Fearing freezing this winter, the Baltics have recalled their Soviet heritage

According to various experts, an increase in utility tariffs due to the hike in gas prices threatens the Baltic states with communal riots. To avoid this danger, any methods are suitable, including the willingness to abandon anti-Soviet ideological dogmas and return to good old economic practices of the Soviet era

View of an old city in Tallinn. Estonia

According to the Rubaltic newspaper, in Estonia, in order to bring down the record price of electricity, the old oil shale-fired power plant was put back into operation. Estonians have not even been deterred by their own ideology that the oil shale industry is supposedly a relic of the “Soviet occupation” and should die out as the EU’s “green deal” is implemented.

“Yesterday we were in a market with three shale blocks, today we have a fourth one working. So now we are in the market with four working blocks”, –  Andres Winola, head of AS Enefit Power, said last week about the return to operation of the old oil shale power plant.

According to Aleksandr Nosovich, the Estonian oil shale industry is not primarily about economics, but politics. Oil shale is one of the ideological markers defining its post-Soviet period.

“The oil shale mining and use industry in Estonia developed to its current scale during the Soviet period. The anti-Soviet perestroika movement in Estonia, like in other Baltic republics of the USSR, started as a struggle against the “Soviet monsters”: the giant factories that polluted the native nature”, –  the article says.

The current energy crisis, which has shown the failure of “green energy” theories, has forced Estonian authorities to return to what they contemptuously called “the legacy of occupation”.

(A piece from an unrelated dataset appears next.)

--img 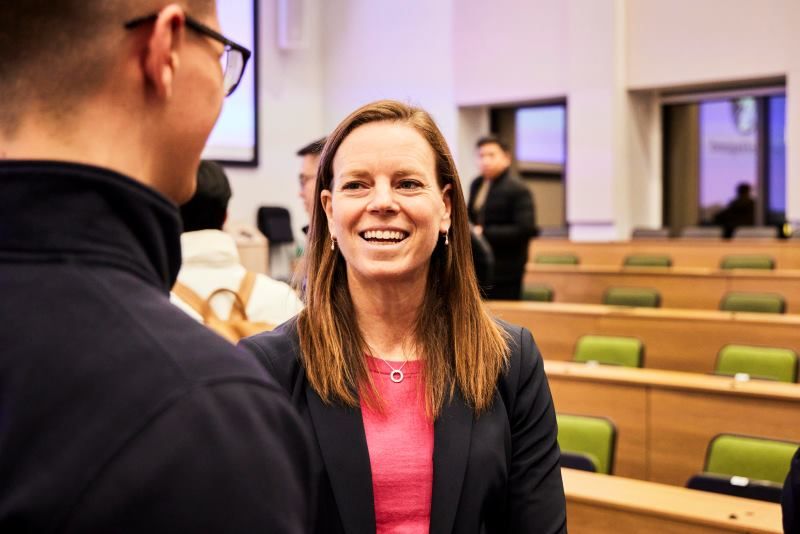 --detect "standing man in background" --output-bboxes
[468,136,536,300]
[297,137,325,234]
[0,0,314,534]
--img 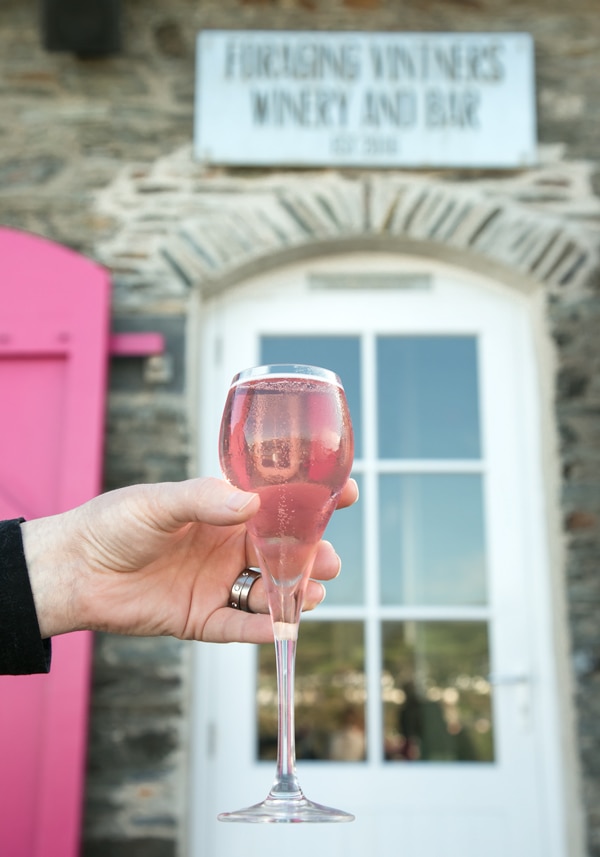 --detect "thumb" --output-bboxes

“Wind turbines, solar panels, sea wave energy – it’s all like a tongue lashing out. There is a fundamental demand of Estonian population and businesses to reduce the cost of electricity – and there is the fundamental Soviet oil shale energy, which is the only one that can meet that demand”, –  Nosovich notes.

At the same time the Lithuanian neighbours of the Estonians have warned their fellow countrymen that heating in the new season will become more expensive by 30%. And the growth of utility rates in another Baltic republic, Latvia, has already begun: heating bills in Riga have already been raised by 27% and another 15% increase is expected.

“In Riga heat prices will already go up in the near future because the dramatic increase in natural gas prices continues, and they have already increased tenfold compared to last summer”, –  says Normund Taltzis, head of Latvia’s capital city Rīgas siltums heat supply service.

Similar things are being said in Lithuania. Such a situation threatens popular protests, which are gradually becoming part of everyday life.

“Monthly rallies of many thousands of people gather in Vilnius and Riga against the Lithuanian and Latvian leaders. So the indignation over the tariffs will get into a breeding ground”, –  the material says.

According to Nosovic, the reasons for the critical situation on the European gas market are blatantly discrediting the energy policy that the Baltic States have pursued at home and promoted in the European Union all the years since the collapse of the Soviet Union.